Los procedimientos que implican la identificación y/o cuantificación de uno o más biomarcadores de la descripción pueden efectuarse en instrumentos de laboratorio o pueden incorporarse a plataformas de diagnóstico o monitorización desechables que pueden usarse en un entorno no de laboratorio, por ejemplo, en la consulta del médico o en el lecho del sujeto. Los biosensores adecuados para efectuar los procedimientos de la invención incluyen tarjetas "de crédito" con lectores ópticos o acústicos. Los biosensores pueden configurarse para permitir transmitir electrónicamente los datos recogidos al médico para interpretación y, por consiguiente, pueden constituir la base de medicina a distancia.

En la presente invención, se describen kits de diagnóstico para el diagnóstico y la monitorización de la presencia de un estado de enfermedad. En una realización, los kits contienen adicionalmente un biosensor capaz de identificar y/o cuantificar un biomarcador. De manera adecuada, un kit según la descripción puede contener uno o más componentes seleccionados de entre el grupo de: un ligante de ligandos o ligandos específicos del biomarcador o un mimético estructural/conformacional del biomarcador, uno o más controles, uno o más reactivos y uno o más consumibles; opcionalmente junto con instrucciones para el uso del kit según cualquiera de los procedimientos definidos en la presente invención.

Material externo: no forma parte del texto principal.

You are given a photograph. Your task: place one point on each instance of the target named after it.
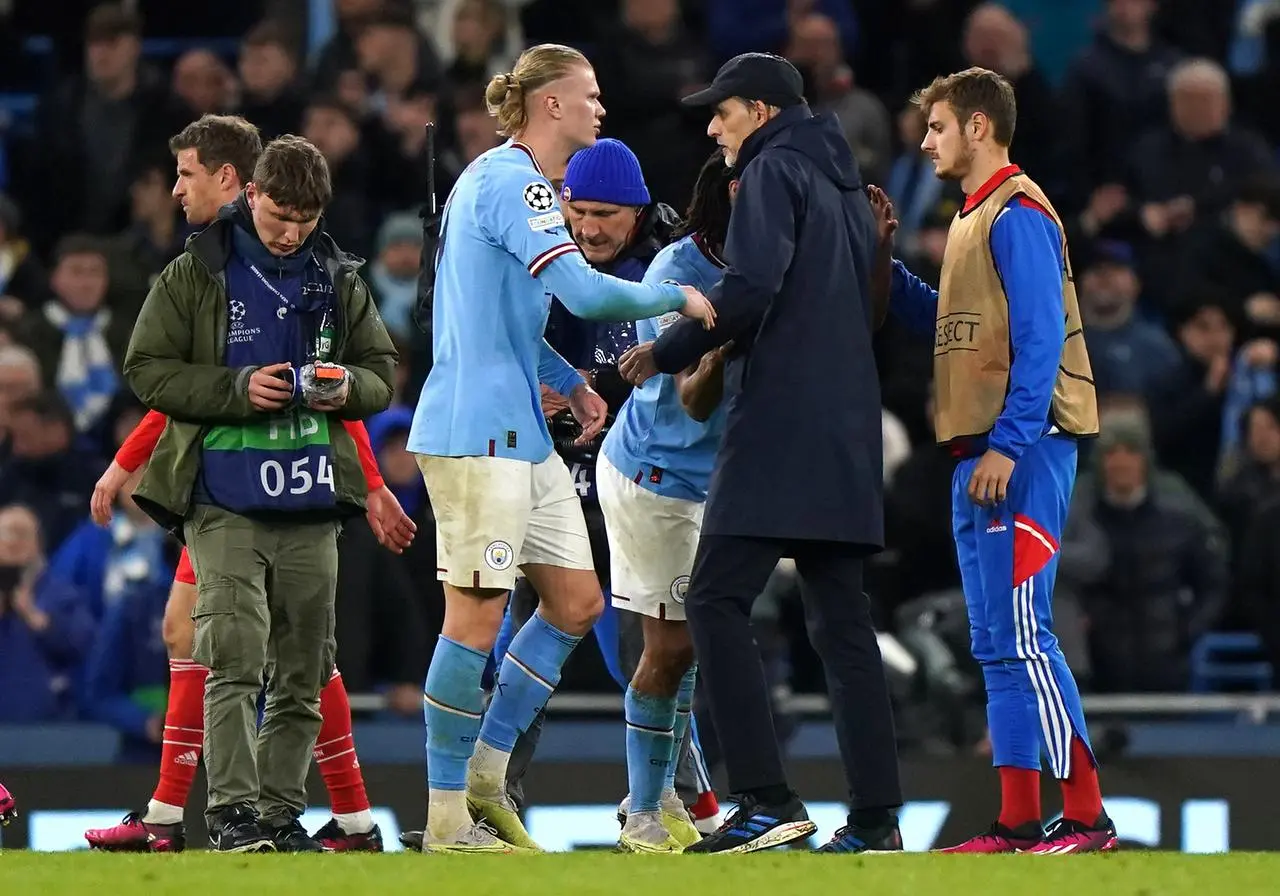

La identificación de biomarcadores para un estado patológico permite la integración de los procedimientos de diagnóstico y los regímenes terapéuticos. La detección de un biomarcador de la invención puede usarse para cribar sujetos antes de su participación en ensayos clínicos. Los biomarcadores proporcionan los medios para manifestar la respuesta terapéutica, falta de respuesta, perfil de efectos secundarios desfavorable, grado de cumplimiento de la medicación y consecución de niveles séricos de medicamento adecuados. Los biomarcadores pueden usarse para proporcionar avisos de respuesta adversa a medicamentos. Los biomarcadores son útiles en el desarrollo de terapias personalizadas, como evaluación de respuesta pueden usarse para ajuste fino de la dosificación, minimizar el número de medicaciones prescritas, reducir el retraso en el logro de una terapia efectiva y evitar reacciones farmacológicas adversas. Por consiguiente, al monitorizar un biomarcador de la invención, la asistencia al sujeto puede adaptarse precisamente para satisfacer las necesidades determinadas por el trastorno y el perfil farmacogenómico del sujeto, por consiguiente, el biomarcador puede usarse para titular la dosis óptima, predecir una respuesta terapéutica positiva e identificar aquellos sujetos con alto riesgo de efectos secundarios graves.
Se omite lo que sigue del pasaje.